The sad fact that the high cost of an education all but ensures that
graduates will not be able to practice the noble ideals that they were
exposed to, cannot but make one somewhat suspicious that this state of
affairs is not overly lamented by the powers that be. Even many parents
would be pleased that high indebtedness could deter their children from
pursuing 'irresponsible' lifestyles not in their best economic interests.

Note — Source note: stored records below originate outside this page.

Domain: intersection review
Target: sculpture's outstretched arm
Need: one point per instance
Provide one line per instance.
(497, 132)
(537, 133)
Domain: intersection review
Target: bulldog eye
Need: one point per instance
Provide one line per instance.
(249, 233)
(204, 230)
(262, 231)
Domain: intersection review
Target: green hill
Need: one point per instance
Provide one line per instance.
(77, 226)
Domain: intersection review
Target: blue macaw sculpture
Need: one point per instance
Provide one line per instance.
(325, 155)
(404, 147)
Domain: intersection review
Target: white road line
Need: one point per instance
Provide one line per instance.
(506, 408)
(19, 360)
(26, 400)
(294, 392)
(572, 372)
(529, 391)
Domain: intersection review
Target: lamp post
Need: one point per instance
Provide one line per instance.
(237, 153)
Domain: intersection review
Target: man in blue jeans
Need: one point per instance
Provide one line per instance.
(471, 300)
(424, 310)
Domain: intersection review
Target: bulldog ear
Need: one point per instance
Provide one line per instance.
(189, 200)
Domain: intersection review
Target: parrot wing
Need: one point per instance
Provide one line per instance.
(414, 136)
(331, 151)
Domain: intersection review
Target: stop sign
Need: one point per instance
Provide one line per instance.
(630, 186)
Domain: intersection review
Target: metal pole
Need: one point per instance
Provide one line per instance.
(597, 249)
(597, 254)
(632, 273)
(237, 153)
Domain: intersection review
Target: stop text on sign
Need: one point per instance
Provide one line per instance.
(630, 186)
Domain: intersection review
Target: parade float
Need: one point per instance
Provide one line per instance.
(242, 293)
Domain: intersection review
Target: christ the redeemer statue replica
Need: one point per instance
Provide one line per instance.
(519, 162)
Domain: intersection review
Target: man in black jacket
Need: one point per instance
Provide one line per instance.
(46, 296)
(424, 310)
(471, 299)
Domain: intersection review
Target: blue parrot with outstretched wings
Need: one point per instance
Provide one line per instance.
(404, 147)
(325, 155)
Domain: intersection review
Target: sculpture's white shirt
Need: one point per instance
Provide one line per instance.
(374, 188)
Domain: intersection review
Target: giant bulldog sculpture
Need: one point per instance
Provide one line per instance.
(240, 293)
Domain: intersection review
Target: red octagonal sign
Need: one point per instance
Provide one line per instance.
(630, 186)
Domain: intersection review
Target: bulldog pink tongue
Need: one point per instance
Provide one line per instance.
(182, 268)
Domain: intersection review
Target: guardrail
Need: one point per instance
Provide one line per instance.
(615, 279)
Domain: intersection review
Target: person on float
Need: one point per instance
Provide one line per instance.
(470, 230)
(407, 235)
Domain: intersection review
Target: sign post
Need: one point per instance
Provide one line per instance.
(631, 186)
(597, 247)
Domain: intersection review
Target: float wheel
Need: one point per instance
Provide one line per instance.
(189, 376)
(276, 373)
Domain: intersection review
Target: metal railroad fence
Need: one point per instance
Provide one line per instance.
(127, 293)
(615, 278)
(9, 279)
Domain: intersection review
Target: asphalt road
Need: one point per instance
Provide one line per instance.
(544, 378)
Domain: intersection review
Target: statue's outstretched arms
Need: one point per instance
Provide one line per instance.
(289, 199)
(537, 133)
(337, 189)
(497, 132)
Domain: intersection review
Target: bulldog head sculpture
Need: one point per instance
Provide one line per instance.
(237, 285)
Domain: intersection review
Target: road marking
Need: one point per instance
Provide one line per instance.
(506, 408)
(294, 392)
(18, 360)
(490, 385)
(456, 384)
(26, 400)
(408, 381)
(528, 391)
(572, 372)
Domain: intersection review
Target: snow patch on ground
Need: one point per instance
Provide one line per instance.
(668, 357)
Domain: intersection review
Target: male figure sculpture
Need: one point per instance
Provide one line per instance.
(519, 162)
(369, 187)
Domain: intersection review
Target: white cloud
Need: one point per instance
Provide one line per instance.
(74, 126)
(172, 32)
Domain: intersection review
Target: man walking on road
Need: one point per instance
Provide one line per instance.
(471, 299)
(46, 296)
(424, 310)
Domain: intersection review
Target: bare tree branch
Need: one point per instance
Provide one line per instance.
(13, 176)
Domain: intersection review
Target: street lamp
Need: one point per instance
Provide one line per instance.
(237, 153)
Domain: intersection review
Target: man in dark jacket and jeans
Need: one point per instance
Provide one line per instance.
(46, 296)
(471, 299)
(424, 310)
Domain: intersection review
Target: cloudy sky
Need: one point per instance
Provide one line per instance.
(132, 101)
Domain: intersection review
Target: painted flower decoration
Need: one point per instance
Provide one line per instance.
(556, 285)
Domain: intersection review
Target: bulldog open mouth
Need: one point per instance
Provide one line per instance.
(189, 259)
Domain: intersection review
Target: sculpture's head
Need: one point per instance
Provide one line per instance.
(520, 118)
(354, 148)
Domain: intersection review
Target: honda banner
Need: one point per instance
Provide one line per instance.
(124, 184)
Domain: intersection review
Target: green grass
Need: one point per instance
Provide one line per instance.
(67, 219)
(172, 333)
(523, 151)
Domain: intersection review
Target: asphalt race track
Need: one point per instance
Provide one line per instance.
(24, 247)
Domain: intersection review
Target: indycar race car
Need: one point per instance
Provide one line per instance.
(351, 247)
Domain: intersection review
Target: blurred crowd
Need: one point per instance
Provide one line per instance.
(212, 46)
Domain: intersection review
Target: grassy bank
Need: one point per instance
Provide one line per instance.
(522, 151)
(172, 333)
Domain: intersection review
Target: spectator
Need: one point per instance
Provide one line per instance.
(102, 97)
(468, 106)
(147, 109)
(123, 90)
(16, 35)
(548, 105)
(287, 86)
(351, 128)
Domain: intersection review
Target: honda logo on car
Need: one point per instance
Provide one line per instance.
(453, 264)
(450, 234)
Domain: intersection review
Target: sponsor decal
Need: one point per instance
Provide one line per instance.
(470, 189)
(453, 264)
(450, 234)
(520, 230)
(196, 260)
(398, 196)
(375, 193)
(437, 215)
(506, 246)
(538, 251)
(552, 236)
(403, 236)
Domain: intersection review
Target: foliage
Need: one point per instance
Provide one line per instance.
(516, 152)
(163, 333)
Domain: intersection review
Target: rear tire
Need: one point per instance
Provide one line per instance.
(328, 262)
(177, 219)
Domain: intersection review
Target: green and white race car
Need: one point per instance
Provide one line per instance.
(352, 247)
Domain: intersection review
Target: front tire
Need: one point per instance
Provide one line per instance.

This vulgar pragmatism has even penetrated the academy itself. Today, most
successful faculty members and administrators would be the first to confess
to being, at the end of the day, merely harassed consumers. They teach
whatever it is that they 'profess' for the sake of the money, not so that
they may make the world a better place. Seeking to conceal their desperate
desire to gain material success at any cost, many speak sentimentally of
providing for their beloved children's material future in an increasingly
insecure world. I am surely foolishly naïve to suggest that, instead of
participating in the rape and impoverishment of the fragmented culture and
polluted world that they would leave their children, it would be far better
if they were to leave behind for future generations an example of committed
idealism and virtue.

An education must be more than an apprenticeship at an ivy-covered
gentleman's club (with suitably high tuition to hold its initiates hostage
to ugly necessity) where young corporate Geishas are discreetly initiated
into cynicism and introduced to the highest bidders for their services. A
Latin diploma is but an assurance that its bearer will use beautiful words
to serve and justify ugly ends; there is also an implied guarantee to
potential employees that graduates have the ideal qualifications for work in
the cutthroat workaholic economy: broken spirits, high indebtedness, and
insatiable desires. When educational institutions shamelessly market
learning as a means of accumulating wealth, it is time for those of us who
care about the future of humanity to give serious thought to how genuine
education may be preserved and renewed.

We must first observe that although many starve for want of the resources so
mindlessly squandered by their betters, the favored few are really not that
much happier either. Excessive wealth leads to self-hatred, paranoia,
addiction, alienation, sadism, and stupid arrogance in both men and
countries. Having grown up in the Third World, I have never found anything
romantic about poverty, being all too aware of the corrosive effects of
powerlessness and hunger. But I do find ironic justice in the paradox that
the wealthy are even more susceptible to addiction than the poor. However
even this situation can harm the developing world even more than the
developed world. Not content with culturally impoverishing their own
countries through their greed, insatiable western corporations and tycoons
will increasingly look to corrupt the rest of the world by disseminating
alienating lifestyles and offering worthless but expensive trinkets in
exchange for precious raw materials. Third World 'yuppies' are most
dangerous of all because after using up precious foreign exchange to study
in the west, they return to spread spending habits of addictive consumerism
amongst their own people. Instead of mindlessly aping corrupt and decadent
western lifestyles, students from poor countries should instead seek to
thoughtfully combine the best that west and east have to offer.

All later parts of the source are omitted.